Why would a defense lawyer walk away mid-case, especially one this high-profile?

Model

Because strategy matters more than loyalty. Rosa had been there for eleven days of testimony, but when a new lawyer arrived with a different vision of how to defend Monique, they couldn't reconcile it. Sometimes that incompatibility is more damaging than splitting up.

Inventor

The jury gave Monique a pardon. Isn't that the end of it?

Model

That's what you'd think. But the prosecution is saying the jury was asked the wrong question in the wrong way—that a reframed question let them downgrade her crime and hand her the pardon. It's a technical argument, but if it holds, the whole verdict could collapse.

Inventor

So the prosecution thinks the jury got confused?

Model

Not confused exactly.
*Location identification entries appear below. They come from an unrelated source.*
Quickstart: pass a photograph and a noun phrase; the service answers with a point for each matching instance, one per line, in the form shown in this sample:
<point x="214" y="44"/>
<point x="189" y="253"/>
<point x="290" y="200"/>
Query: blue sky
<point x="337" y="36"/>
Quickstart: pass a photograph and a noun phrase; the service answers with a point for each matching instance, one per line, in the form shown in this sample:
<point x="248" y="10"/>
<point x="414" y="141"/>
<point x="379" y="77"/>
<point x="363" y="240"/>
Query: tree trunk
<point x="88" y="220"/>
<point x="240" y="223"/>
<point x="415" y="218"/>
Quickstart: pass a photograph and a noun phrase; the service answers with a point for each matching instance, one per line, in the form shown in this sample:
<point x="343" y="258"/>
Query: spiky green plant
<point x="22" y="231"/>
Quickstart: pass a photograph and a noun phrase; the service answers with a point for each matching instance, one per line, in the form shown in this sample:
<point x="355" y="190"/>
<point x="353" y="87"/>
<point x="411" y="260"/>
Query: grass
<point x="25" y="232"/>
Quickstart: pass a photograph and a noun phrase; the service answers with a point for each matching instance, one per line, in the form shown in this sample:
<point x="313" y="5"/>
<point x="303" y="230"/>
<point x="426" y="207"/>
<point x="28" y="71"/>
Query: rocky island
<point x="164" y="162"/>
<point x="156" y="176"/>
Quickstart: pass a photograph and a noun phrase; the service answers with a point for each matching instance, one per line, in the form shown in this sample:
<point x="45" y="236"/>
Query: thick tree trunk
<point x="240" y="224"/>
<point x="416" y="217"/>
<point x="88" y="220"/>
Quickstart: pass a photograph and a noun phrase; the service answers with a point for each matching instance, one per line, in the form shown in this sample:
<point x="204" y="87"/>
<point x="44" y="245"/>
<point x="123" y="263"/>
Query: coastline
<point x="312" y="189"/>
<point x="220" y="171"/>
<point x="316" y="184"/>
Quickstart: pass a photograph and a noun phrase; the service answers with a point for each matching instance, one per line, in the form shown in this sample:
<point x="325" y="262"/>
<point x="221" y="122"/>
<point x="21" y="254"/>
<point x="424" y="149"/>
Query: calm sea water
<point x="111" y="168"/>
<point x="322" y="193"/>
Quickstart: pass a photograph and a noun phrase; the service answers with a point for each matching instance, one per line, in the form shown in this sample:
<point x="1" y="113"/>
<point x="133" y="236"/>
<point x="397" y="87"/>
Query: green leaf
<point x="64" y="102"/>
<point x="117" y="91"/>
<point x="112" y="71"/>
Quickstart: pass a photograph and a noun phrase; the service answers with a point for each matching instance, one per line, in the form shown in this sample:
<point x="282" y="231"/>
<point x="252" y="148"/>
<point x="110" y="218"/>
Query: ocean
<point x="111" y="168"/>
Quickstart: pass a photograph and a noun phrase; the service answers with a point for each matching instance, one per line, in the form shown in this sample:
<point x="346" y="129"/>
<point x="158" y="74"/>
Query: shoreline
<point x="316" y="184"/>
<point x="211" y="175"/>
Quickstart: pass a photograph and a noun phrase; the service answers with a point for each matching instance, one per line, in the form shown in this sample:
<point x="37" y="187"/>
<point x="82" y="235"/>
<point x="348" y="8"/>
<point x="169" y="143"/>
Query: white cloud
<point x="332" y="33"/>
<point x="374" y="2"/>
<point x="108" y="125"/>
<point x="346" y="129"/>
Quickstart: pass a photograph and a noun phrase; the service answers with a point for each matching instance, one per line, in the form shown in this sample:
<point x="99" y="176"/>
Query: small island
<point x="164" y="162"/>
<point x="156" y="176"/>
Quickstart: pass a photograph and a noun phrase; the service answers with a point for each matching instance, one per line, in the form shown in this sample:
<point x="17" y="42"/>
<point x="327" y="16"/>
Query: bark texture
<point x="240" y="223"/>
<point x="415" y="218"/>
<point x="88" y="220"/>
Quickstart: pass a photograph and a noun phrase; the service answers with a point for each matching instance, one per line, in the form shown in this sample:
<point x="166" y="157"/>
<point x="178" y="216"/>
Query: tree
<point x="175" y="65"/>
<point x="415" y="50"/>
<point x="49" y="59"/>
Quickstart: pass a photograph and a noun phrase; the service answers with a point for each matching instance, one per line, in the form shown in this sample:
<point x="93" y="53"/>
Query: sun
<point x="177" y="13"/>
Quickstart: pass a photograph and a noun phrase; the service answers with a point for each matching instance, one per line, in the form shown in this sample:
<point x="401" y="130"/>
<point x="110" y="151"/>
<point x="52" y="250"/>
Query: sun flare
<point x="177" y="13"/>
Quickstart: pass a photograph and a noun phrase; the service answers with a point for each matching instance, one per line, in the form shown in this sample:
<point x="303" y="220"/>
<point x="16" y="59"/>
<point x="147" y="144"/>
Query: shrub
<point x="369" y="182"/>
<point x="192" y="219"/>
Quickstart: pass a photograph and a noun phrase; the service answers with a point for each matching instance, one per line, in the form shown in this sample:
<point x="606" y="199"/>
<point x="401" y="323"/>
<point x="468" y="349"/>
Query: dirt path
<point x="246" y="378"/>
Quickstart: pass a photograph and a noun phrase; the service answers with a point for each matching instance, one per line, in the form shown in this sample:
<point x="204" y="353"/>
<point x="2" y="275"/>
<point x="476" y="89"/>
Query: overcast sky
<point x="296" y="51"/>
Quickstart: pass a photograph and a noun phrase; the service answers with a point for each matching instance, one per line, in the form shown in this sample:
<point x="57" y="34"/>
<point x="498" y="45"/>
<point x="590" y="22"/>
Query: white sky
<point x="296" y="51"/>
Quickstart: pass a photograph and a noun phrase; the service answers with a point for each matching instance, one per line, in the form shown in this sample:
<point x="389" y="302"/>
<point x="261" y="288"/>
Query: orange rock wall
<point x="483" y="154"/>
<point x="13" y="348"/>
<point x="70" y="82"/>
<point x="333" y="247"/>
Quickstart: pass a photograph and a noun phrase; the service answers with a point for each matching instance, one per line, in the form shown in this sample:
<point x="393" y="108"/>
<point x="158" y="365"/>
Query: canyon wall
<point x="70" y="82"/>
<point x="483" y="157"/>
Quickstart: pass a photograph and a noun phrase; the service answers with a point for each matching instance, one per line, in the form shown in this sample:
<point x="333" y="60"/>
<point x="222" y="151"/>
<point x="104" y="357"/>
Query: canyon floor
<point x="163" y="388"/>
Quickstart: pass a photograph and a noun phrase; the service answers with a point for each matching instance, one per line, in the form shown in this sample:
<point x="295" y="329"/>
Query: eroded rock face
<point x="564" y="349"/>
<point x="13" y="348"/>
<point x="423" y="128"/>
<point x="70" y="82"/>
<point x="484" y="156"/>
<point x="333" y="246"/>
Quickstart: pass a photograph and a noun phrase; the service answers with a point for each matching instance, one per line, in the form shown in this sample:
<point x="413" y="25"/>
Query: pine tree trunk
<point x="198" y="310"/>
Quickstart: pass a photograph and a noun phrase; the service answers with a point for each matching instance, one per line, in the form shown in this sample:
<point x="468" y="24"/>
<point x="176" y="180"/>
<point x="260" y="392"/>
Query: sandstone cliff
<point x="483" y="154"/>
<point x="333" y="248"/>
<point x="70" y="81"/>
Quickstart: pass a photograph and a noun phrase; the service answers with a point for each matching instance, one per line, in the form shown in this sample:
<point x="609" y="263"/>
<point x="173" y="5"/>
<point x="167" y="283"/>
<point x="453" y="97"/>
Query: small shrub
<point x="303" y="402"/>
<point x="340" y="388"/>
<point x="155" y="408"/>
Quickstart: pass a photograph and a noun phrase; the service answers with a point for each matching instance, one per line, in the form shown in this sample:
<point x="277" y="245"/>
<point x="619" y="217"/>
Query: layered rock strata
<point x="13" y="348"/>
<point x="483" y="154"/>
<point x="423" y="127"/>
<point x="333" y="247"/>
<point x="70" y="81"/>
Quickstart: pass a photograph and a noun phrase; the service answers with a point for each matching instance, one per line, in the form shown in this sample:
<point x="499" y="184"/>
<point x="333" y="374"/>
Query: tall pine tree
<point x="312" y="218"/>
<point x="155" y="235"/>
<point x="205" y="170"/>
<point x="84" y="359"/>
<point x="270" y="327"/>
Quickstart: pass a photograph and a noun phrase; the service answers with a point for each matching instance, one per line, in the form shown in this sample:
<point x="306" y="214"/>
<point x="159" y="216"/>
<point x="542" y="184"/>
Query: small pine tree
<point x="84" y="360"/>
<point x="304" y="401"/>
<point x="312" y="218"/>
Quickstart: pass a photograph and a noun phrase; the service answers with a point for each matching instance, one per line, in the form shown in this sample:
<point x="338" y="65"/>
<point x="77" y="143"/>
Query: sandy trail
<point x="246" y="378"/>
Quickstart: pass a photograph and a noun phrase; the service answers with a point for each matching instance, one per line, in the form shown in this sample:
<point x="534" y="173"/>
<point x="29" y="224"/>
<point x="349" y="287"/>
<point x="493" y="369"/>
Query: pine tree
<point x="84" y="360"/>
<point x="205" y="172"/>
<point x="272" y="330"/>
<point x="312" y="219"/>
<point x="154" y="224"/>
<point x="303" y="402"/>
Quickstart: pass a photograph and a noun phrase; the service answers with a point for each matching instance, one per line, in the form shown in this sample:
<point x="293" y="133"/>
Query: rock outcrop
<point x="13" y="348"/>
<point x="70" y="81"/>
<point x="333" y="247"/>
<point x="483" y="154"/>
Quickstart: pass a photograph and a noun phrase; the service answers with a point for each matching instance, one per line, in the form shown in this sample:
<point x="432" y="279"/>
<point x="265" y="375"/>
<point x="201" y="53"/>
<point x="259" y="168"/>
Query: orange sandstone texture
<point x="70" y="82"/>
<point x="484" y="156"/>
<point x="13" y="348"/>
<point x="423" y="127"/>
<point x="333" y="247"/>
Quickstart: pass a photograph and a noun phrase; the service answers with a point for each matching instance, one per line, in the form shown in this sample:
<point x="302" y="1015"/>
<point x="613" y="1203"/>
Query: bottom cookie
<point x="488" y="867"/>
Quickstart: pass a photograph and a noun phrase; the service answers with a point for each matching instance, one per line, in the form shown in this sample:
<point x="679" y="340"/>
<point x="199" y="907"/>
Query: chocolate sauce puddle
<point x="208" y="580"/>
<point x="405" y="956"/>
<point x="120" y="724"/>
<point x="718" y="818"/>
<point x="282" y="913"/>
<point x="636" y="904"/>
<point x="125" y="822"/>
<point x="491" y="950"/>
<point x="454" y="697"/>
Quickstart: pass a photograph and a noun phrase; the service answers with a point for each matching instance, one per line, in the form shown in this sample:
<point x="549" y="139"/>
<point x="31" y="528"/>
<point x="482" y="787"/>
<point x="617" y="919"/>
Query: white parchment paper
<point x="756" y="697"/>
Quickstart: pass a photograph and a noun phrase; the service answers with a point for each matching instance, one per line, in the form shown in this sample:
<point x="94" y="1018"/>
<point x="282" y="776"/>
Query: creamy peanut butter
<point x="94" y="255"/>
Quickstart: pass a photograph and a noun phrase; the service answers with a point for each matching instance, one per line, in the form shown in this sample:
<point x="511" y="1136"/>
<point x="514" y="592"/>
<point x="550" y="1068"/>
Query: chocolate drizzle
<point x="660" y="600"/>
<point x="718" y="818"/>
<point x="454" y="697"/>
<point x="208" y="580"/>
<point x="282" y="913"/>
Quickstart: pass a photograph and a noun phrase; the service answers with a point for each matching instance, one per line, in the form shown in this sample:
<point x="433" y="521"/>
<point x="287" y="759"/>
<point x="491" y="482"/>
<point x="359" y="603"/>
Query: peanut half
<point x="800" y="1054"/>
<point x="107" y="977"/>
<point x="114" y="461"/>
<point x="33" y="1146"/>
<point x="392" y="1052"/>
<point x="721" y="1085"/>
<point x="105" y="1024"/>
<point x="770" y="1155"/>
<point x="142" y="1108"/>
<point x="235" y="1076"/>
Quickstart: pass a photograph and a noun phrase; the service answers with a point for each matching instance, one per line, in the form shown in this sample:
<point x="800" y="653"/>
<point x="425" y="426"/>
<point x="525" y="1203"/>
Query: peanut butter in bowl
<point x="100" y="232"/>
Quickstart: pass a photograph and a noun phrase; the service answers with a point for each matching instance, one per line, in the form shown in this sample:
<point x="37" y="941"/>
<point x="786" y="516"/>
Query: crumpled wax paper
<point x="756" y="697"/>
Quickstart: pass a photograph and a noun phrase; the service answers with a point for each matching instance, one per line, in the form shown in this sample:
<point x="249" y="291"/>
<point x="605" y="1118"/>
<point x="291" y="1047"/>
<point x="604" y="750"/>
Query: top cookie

More like the rules of the game shifted mid-play. The original question seemed to point toward intentional omission. The reframed one allowed for negligence. Those are different crimes with different consequences.

Inventor

And Jairinho's team is appealing too?

Model

Yes, but they're not arguing about the jury's logic. They're saying the judge herself was biased. It's a different attack on the same verdict.

Inventor

What happens now?

Model

Everything goes to appellate court. Multiple judges will review whether the jury questions were fair, whether the judge was impartial, whether the pardon should have been granted. The verdict that took eleven days to reach could be months or years away from being final.